First we'll need a handy reference of Boolean Algebra laws (unless you've memorized them and don't need the table)

Name AND form OR form
Identity Law 1*A = A A+0 = A
Null Law 0*A = 0 A+1 = 1
Idempotent Law A*A = A A+A = A
Inverse Law A*A' = 0 A+A' = 1
Commutative Law A*B = B*A A+B = B+A
Associative Law A*(B*C) = (A*B)*C A+(B+C) = (A+B)+C
Distributive Law A+B*C = (A+B)*(A+C) A*(B+C) = A*B+A*C
Absorption Law A*(A+B) = A A+A*B = A
De Morgan's Law (A*B)' = A' + B' (A+B)' = A'*B'

The star or asterisk symbol is sometimes omitted.
Overhead horizontal bars are sometimes used in place of tickmarks to mean complements.

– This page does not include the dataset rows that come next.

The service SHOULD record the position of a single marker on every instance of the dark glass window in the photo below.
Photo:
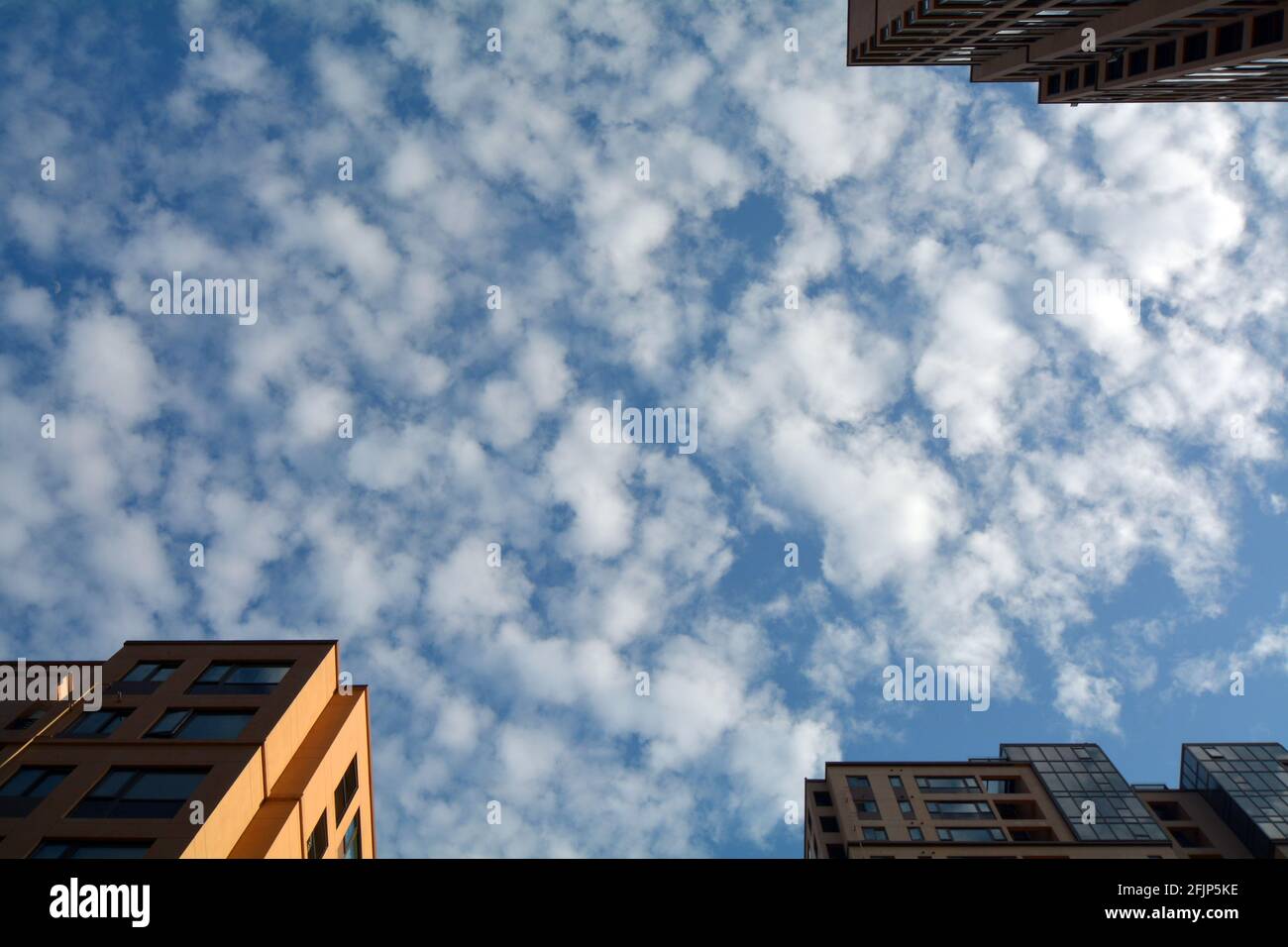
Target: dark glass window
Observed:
(1267, 27)
(960, 809)
(240, 678)
(948, 784)
(353, 838)
(60, 848)
(971, 835)
(25, 789)
(29, 718)
(151, 672)
(204, 723)
(140, 793)
(1229, 38)
(347, 789)
(317, 840)
(1008, 787)
(101, 723)
(1196, 47)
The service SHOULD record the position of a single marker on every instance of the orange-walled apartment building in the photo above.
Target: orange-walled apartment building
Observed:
(187, 750)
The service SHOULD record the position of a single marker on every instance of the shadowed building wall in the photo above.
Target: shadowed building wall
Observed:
(201, 750)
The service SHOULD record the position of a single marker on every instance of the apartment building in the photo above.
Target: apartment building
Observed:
(188, 750)
(1086, 51)
(1052, 800)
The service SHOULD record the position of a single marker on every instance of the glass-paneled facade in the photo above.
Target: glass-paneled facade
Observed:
(1080, 772)
(1247, 785)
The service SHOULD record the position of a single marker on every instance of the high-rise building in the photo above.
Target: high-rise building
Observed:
(1087, 51)
(1052, 800)
(185, 750)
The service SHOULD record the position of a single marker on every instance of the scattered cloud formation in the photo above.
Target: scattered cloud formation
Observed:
(966, 478)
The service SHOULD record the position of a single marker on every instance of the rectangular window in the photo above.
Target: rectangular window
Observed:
(971, 835)
(146, 677)
(1196, 47)
(127, 792)
(1269, 27)
(353, 838)
(240, 678)
(65, 848)
(1229, 38)
(201, 724)
(29, 718)
(347, 789)
(93, 724)
(948, 784)
(317, 840)
(25, 789)
(960, 809)
(1009, 787)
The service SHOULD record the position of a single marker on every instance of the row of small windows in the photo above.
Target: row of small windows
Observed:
(914, 834)
(124, 792)
(1266, 29)
(219, 678)
(129, 792)
(99, 848)
(861, 787)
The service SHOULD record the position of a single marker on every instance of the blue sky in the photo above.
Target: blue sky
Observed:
(1155, 440)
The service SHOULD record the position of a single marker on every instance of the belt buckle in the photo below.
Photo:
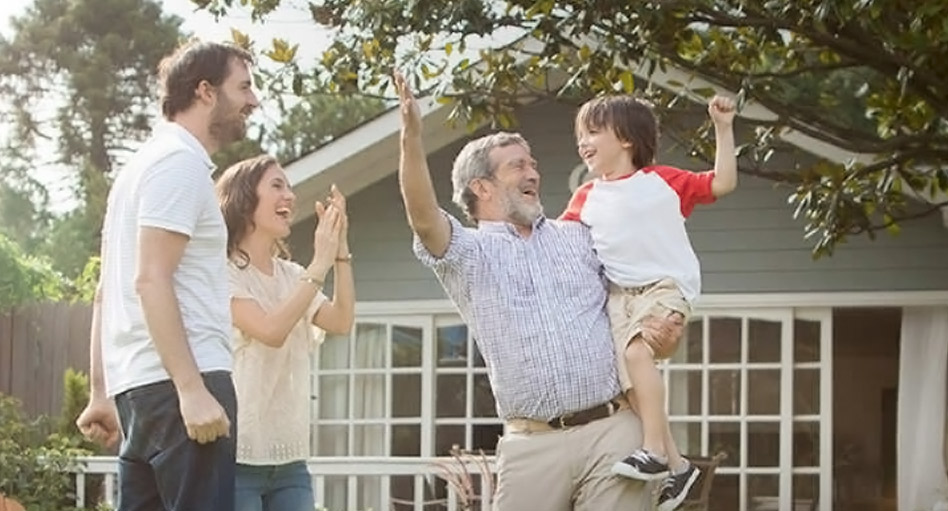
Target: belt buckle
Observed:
(561, 420)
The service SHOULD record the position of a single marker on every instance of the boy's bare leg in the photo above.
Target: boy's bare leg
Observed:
(675, 461)
(649, 390)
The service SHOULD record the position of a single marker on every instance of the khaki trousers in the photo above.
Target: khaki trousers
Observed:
(571, 469)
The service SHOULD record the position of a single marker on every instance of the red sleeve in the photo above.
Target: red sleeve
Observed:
(693, 188)
(574, 209)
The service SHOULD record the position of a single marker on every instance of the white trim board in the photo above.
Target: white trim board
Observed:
(712, 301)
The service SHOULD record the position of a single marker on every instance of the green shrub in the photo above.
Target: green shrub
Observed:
(36, 466)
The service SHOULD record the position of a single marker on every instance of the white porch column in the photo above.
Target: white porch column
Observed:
(923, 364)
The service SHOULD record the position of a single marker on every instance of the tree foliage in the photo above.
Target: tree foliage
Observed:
(866, 76)
(25, 279)
(78, 81)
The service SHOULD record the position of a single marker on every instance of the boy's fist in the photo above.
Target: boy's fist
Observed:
(722, 110)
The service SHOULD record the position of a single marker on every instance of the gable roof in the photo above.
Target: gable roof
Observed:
(370, 152)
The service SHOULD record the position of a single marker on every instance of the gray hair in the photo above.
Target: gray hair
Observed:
(473, 162)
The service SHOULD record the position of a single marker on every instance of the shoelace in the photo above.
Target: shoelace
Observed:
(642, 456)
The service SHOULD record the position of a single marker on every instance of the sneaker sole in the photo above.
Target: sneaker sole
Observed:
(625, 470)
(672, 504)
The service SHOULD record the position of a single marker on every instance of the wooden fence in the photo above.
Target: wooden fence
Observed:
(37, 344)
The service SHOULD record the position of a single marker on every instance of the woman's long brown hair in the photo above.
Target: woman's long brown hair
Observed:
(237, 196)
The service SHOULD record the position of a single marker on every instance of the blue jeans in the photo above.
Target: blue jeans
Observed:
(160, 468)
(286, 487)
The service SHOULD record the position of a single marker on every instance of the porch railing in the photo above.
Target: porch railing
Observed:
(359, 483)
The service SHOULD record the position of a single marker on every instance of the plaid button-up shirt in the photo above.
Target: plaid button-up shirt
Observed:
(536, 308)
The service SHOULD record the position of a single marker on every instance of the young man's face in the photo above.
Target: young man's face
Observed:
(603, 152)
(235, 102)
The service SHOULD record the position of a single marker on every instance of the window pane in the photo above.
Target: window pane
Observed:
(806, 391)
(332, 440)
(368, 440)
(452, 346)
(406, 346)
(406, 395)
(369, 493)
(725, 437)
(763, 341)
(687, 436)
(484, 404)
(336, 491)
(406, 440)
(691, 349)
(486, 436)
(333, 399)
(369, 346)
(806, 341)
(763, 444)
(725, 392)
(451, 392)
(725, 340)
(446, 437)
(369, 390)
(806, 491)
(334, 353)
(684, 392)
(806, 444)
(478, 358)
(763, 392)
(402, 491)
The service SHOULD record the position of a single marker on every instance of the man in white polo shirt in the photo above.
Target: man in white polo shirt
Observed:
(160, 340)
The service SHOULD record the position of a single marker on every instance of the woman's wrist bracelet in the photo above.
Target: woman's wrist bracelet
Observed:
(319, 283)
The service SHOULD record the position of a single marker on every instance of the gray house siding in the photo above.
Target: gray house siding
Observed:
(748, 242)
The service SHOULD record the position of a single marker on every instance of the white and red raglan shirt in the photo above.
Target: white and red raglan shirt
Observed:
(637, 224)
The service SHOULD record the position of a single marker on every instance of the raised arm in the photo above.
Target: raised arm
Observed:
(722, 111)
(414, 178)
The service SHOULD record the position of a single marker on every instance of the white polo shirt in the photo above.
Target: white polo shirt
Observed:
(637, 224)
(166, 184)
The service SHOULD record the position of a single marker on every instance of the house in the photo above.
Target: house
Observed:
(802, 371)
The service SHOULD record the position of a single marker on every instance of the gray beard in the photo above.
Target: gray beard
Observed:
(521, 213)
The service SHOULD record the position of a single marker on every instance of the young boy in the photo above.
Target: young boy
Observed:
(636, 212)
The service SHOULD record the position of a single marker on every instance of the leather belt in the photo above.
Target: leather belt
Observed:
(571, 420)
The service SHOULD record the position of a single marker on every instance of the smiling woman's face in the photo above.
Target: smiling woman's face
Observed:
(274, 214)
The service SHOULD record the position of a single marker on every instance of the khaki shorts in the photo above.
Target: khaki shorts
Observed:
(629, 306)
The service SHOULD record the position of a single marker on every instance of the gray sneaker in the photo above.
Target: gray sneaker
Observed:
(675, 488)
(641, 465)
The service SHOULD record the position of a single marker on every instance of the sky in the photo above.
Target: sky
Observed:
(291, 22)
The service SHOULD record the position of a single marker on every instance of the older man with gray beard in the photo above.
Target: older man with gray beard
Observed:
(531, 291)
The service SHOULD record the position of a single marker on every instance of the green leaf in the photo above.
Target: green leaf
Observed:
(298, 84)
(628, 81)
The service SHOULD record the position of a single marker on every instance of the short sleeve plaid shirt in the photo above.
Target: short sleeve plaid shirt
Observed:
(536, 308)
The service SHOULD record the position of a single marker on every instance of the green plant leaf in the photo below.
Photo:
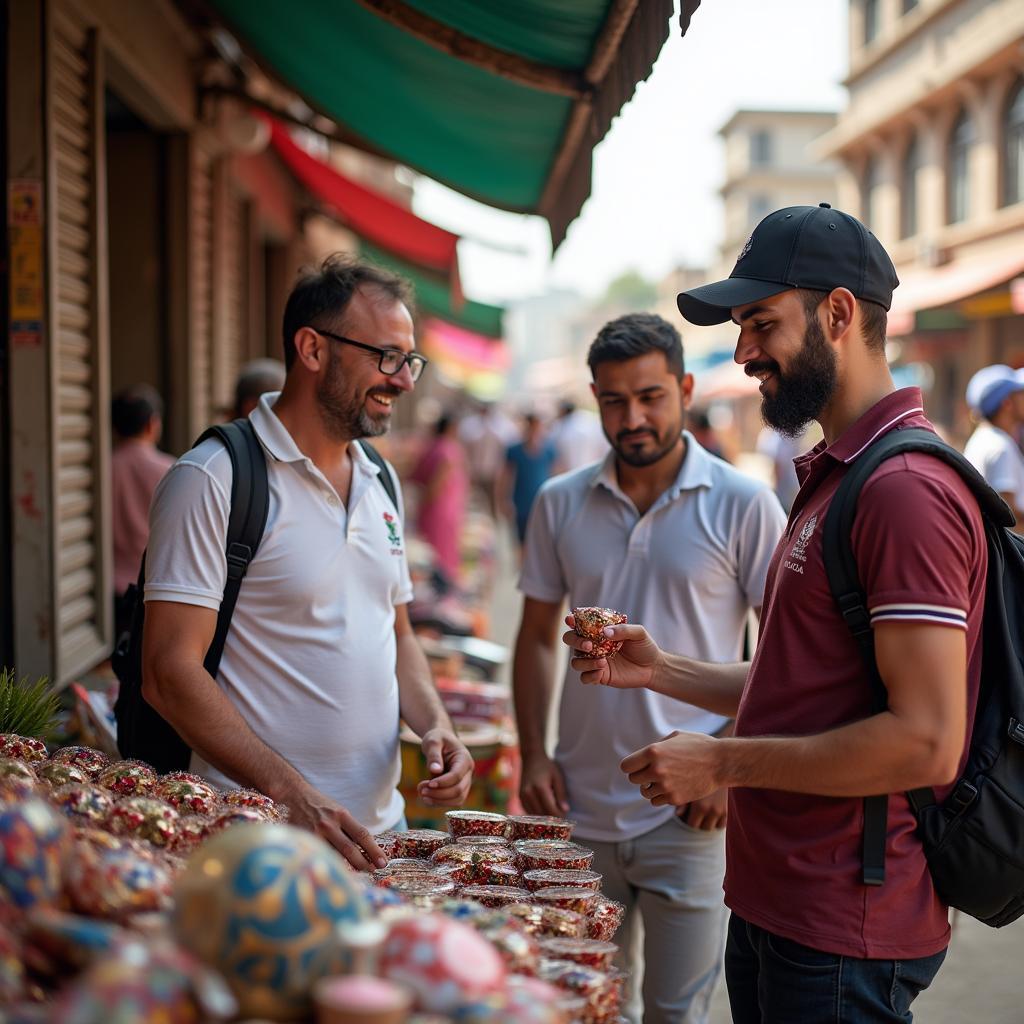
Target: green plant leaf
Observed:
(27, 709)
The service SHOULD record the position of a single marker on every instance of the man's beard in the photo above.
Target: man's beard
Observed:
(646, 457)
(343, 411)
(806, 387)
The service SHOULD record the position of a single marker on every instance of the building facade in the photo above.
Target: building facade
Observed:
(147, 243)
(770, 163)
(932, 146)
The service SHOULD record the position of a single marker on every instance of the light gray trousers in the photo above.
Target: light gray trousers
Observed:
(673, 937)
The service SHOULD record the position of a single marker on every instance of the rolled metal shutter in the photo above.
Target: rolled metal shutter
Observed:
(201, 268)
(229, 280)
(79, 325)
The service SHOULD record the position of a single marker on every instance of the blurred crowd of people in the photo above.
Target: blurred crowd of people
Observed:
(502, 460)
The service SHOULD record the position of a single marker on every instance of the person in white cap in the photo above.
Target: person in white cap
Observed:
(995, 394)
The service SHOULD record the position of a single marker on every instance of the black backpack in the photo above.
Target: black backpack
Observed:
(974, 840)
(141, 732)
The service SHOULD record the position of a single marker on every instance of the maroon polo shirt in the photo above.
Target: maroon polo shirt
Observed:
(795, 860)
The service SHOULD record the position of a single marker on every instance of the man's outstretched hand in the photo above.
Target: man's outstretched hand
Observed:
(677, 770)
(634, 666)
(451, 768)
(310, 809)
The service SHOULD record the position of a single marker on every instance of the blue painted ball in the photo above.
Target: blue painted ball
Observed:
(261, 904)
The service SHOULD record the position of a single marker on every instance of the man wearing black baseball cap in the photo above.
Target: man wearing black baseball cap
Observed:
(808, 939)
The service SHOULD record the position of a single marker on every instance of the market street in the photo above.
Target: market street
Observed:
(978, 980)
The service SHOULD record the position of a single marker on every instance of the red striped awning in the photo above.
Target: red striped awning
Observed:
(374, 217)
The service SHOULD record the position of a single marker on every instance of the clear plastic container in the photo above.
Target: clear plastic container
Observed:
(495, 896)
(540, 826)
(420, 843)
(547, 877)
(476, 823)
(604, 919)
(567, 898)
(537, 854)
(590, 952)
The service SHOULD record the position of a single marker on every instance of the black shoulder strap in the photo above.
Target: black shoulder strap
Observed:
(385, 474)
(844, 580)
(250, 503)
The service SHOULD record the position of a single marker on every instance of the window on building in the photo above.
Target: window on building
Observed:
(868, 193)
(1013, 146)
(758, 208)
(872, 20)
(962, 140)
(761, 147)
(908, 187)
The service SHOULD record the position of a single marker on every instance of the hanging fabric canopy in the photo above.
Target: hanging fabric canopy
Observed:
(368, 213)
(434, 297)
(502, 101)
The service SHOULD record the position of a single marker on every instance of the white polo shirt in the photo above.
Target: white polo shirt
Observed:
(309, 659)
(995, 455)
(688, 569)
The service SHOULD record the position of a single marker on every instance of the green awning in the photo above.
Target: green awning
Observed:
(433, 295)
(502, 101)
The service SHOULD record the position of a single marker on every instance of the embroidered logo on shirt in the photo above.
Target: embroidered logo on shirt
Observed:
(392, 532)
(798, 554)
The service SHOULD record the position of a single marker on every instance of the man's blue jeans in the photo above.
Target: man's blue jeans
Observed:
(772, 980)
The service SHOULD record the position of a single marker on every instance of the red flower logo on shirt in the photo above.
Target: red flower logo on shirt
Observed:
(392, 529)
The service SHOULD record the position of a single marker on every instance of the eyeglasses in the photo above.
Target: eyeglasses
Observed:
(391, 359)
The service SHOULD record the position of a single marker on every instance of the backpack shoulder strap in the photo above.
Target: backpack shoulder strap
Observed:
(844, 581)
(250, 504)
(387, 481)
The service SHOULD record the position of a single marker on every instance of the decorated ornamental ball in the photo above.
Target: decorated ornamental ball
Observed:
(193, 829)
(254, 801)
(11, 967)
(26, 749)
(590, 624)
(187, 776)
(145, 981)
(445, 964)
(90, 761)
(237, 816)
(56, 773)
(17, 780)
(186, 796)
(145, 818)
(262, 905)
(476, 823)
(84, 804)
(34, 847)
(127, 778)
(116, 884)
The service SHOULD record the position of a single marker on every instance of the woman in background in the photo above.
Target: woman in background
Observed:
(443, 479)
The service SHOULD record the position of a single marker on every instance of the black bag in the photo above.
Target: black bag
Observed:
(974, 840)
(141, 731)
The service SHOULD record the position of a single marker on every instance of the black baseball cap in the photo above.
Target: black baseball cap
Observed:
(812, 247)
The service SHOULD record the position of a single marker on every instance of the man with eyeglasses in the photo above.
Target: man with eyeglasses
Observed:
(321, 659)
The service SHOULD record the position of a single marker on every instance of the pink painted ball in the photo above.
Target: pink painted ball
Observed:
(444, 963)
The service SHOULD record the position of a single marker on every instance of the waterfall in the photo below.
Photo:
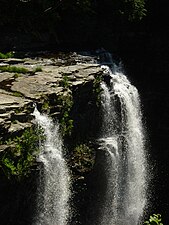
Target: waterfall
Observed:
(53, 187)
(123, 141)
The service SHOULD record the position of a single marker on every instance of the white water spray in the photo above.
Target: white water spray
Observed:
(123, 140)
(53, 191)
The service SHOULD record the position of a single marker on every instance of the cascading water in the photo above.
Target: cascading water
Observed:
(124, 145)
(53, 191)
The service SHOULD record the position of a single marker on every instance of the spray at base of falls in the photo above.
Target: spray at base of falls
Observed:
(54, 180)
(123, 141)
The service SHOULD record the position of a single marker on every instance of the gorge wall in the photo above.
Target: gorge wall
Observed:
(67, 88)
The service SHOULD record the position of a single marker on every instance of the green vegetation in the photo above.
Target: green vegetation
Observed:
(155, 219)
(83, 158)
(6, 55)
(17, 94)
(65, 83)
(21, 155)
(17, 70)
(37, 69)
(97, 89)
(13, 69)
(66, 123)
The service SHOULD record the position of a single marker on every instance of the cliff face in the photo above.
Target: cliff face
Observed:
(66, 87)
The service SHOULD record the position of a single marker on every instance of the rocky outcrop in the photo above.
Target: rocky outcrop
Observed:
(44, 80)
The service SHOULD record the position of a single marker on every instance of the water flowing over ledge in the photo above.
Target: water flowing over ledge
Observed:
(54, 182)
(123, 140)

I'll also be using this standard list of minterms (3 variables)

   Minterms
X Y Z Term Designation
0 0 0 X'Y'Z' m0
0 0 1 X'Y'Z m1
0 1 0 X'YZ' m2
0 1 1 X'YZ m3
1 0 0 XY'Z' m4
1 0 1 XY'Z m5
1 1 0 XYZ' m6
1 1 1 XYZ m7

From there we can say this:
F(X, Y, Z) = π ( 0, 2, 5, 7) ............... product of given maxterms
F(X, Y, Z) = ∑ ( 1, 3, 4, 6) ................ sum of minterms not previously listed
F(X, Y, Z) = m1 + m3 + m4 + m6 ............. translate from sigma form to an actual sum of minterms
F(X, Y, Z) = X'Y'Z + X'YZ + XY'Z' + XYZ' ..... replace each minterm using the table above
F(X, Y, Z) = X'(Y'Z + YZ) + X(Y'Z' + YZ') ....... Distributive Law
F(X, Y, Z) = X'((Y'+Y)Z) + X((Y'+Y)Z') ....... Distributive Law
F(X, Y, Z) = X'((1)Z) + X((1)Z') ....... Inverse Law
F(X, Y, Z) = X'Z + XZ' ....... Identity Law.
F(X, Y, Z) = XZ' + X'Z ....... Commutative Law
F(X, Y, Z) = 0+X*Z'+Z*X'+0 ....... Identity Law
F(X, Y, Z) = X*X'+X*Z'+Z*X'+Z*Z' ....... Inverse Law
F(X, Y, Z) = X(X'+Z')+Z(X'+Z') ....... Distributive Law
F(X, Y, Z) = (X + Z)(X' + Z') ....... Distributive Law

In step 2, I converted to a sum of products because I think that's the easier route to take.
Though of course you might find the product-of-sums method easier.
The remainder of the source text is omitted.